I'm an undergraduate who's just getting introduced to bioinformatics so please bear with me.
I'm trying to find correlations between the number and length of invariant regions in the Anopheles gambiae genome with their function to find any interesting links. I have a list of all the genes in An. gambiae with all their GO terms and I have a list of genes with invariant regions (IR) in (much smaller than the complete genome), information on IR lengths, sequence etc. and their GO Terms as well. I want to cluster the genes in both lists based on their GO terms and find which "clusters" have longer or a greater number of IRs along with making sure this is not just because a functional group is more represented within the genome (hence needing to look at the whole genome also.) Basically I'm just trying to make the stats sound.

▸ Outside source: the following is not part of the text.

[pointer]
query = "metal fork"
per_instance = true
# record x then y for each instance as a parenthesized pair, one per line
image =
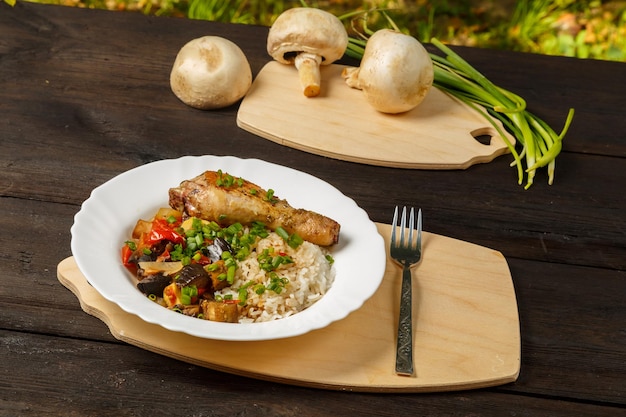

I have never used R although I have downloaded it, I have tried DAVID but I don't really understand the output or how to use it in my analysis, I've tried to use GoSlim to get general GO terms per gene but can't seem to get it to work as my files are too big etc. I've got GiTools running a hierachical analysis but it's taking a long time and I'm not sure I set it up correctly either.
Is their any other way you can get a basic and broad description of a gene's function without using GO terms? The problem I'm mainly having is that all genes have multiple terms so I can't categorise them for analysis, hence clustering, hence getting very confused and frustrated!
Any help would be dearly appreciated. I'm doing an internship this Summer and as you may be able to tell I am out of my depth! Put as simply as possible would be much appreciated. Thank you very much.